Het intellectuele vuur

| Asha ten Broeke

Ik was de eerste uit mijn familie die ging studeren. Mijn ouders hebben mbo gedaan; mijn opa aan vaderskant werkte voor de KLM, mijn moeder komt uit een bakkersfamilie. Ze was een slimme meid die droomde van de universiteit, maar ze ging naar school in de jaren zestig en zeventig, toen het gymnasium en daarmee het hoger onderwijs nog iets was voor de elite, en niet voor intelligente bakkersdochters.

De universiteit was daardoor bij ons thuis een bijna mythische plek. Hier werden geesten geslepen, kwamen jonge breinen tot bloei en werden intellecten uitgedaagd. En omdat het onderwijs sinds de jaren zeventig zoveel toegankelijker was geworden, kon ik er naartoe, hier in Twente.

Collegezaal

Het was tegelijkertijd heerlijk en teleurstellend.
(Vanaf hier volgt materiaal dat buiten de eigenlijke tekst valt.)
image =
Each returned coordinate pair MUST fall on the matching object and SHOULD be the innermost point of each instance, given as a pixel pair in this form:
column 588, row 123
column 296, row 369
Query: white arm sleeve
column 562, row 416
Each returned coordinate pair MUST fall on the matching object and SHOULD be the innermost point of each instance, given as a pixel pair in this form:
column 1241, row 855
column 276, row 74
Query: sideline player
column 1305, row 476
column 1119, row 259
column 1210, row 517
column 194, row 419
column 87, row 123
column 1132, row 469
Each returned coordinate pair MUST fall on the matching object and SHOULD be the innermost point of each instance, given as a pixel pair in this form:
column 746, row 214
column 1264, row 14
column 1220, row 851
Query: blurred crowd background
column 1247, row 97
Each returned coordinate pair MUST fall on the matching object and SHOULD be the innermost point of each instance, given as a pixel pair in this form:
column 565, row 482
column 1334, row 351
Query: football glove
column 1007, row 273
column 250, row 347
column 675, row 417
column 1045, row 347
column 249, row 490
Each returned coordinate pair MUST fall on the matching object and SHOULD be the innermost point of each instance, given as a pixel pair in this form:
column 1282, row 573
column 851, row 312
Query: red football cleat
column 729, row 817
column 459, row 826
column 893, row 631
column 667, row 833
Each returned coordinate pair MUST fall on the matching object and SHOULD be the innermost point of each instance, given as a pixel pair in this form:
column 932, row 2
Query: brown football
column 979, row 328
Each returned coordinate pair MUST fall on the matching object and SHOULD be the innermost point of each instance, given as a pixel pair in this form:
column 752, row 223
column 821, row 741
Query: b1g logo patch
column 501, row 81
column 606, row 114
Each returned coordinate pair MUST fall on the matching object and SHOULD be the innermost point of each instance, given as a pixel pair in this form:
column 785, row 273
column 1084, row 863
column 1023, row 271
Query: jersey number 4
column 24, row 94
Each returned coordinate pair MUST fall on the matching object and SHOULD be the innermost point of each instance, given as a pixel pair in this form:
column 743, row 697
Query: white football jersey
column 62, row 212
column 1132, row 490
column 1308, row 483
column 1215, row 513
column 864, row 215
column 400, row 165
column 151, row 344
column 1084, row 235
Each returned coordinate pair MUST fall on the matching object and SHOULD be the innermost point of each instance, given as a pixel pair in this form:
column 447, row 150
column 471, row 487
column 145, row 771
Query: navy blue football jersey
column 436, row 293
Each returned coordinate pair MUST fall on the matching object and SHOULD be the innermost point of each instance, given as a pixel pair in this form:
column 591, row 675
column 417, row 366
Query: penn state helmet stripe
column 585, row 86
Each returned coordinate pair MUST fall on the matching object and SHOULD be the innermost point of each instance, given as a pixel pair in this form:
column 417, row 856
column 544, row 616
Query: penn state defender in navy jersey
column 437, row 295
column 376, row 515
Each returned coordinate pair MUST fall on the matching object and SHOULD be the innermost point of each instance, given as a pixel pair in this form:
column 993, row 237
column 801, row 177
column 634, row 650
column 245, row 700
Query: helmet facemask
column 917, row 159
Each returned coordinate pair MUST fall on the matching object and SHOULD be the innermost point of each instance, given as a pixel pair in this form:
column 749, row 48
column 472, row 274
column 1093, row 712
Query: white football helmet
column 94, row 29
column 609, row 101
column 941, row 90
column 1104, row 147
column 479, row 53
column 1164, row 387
Teleurstellend wanneer we met z’n honderdvijftigen een collegezaal in werden gejast, er nauwelijks ruimte was voor vragen en dat geestelijk bloeien waar ik zo naar uit had gezien vooruit tot uiting moest komen in het maken van vele, vele multiple choice-tentamens. En heerlijk wanneer er een bevlogen docent was, die echte inzichten verschafte.

Ik herinner me bijvoorbeeld nog levendig het college van Pascal Wilhelm over ontwikkelingspsychologie en gender; zijn voorbeelden van hoe we jongens en meisjes stereotyperen hebben mijn carrière gekleurd. En ik heb goede herinnering aan de sociologielessen van Johan Bos. Hij was erg impopulair onder mijn collega-studenten omdat hij weigerde powerpoint te gebruiken – de horror! – en bovendien verwachtte dat je intelligente verslagen schreef en die ook nog op tijd inleverde – schokkend! –, maar hij kon zo prachtig vertellen over zijn vakgebied dat mijn hart tot op de dag van vandaag een sprongetje maakt bij het lezen van sociologiepapers.

Breinslijperij

Helaas lijkt er steeds meer ruimte te zijn voor het teleurstellend soort onderwijs, en steeds minder voor geestdriftige breinslijperij. Zo schreef onderzoeker Linda Duits op The Post Online hoe fnuikend het is geweest dat Rutte in 2006 bedacht dat de helft van alle werkende mensen in Nederland hoogopgeleid moet zijn. Door dit voornemen nam het aantal studenten flink toe, maar doordat een en ander nauwelijks iets mocht kosten, bleef het aantal docenten gelijk. Duits stelt dat dit onvermijdelijk kwaliteitsverlies betekent. Het onderwijs werd bijvoorbeeld schoolser, en het Bildungsideaal waar ook ik mee opgroeide – dat onderwijs de kritische, zelfontplooiende geest hoort te scherpen – raakte op de achtergrond.

Moordend

Andere ontwikkelingen versterkten dit. Door veel geld niet meer rechtstreeks aan de universiteiten te geven maar in de felbevochten subsidiepotten van het NWO te storten, moeten onderzoekers absurd veel tijd reserveren voor het schrijven van fondsaanvragen waarvan slechts een klein deel gehonoreerd wordt. De competitie, zo hoor ik om me heen en lees ik in de krant, is moordend, en de waarde van een wetenschapper is goeddeels teruggebracht tot het aantal binnengeharkte euro’s plus het aantal gepubliceerde papers. Het inspireren van de volgende generatie is een ondergeschoven kindje. Een bevriende onderzoeker verzuchtte laatst: ‘Ik heb al bijna geen tijd om zélf goed na te denken, laat staan dat ik tijd heb om dat anderen te leren.’ Zo wordt vernieuwing en creativiteit prematuur de kop ingedrukt; de onderzoekers krijgen er geen geld voor, de docenten hebben er geen tijd voor en de studenten zouden niet weten waar ze moesten beginnen.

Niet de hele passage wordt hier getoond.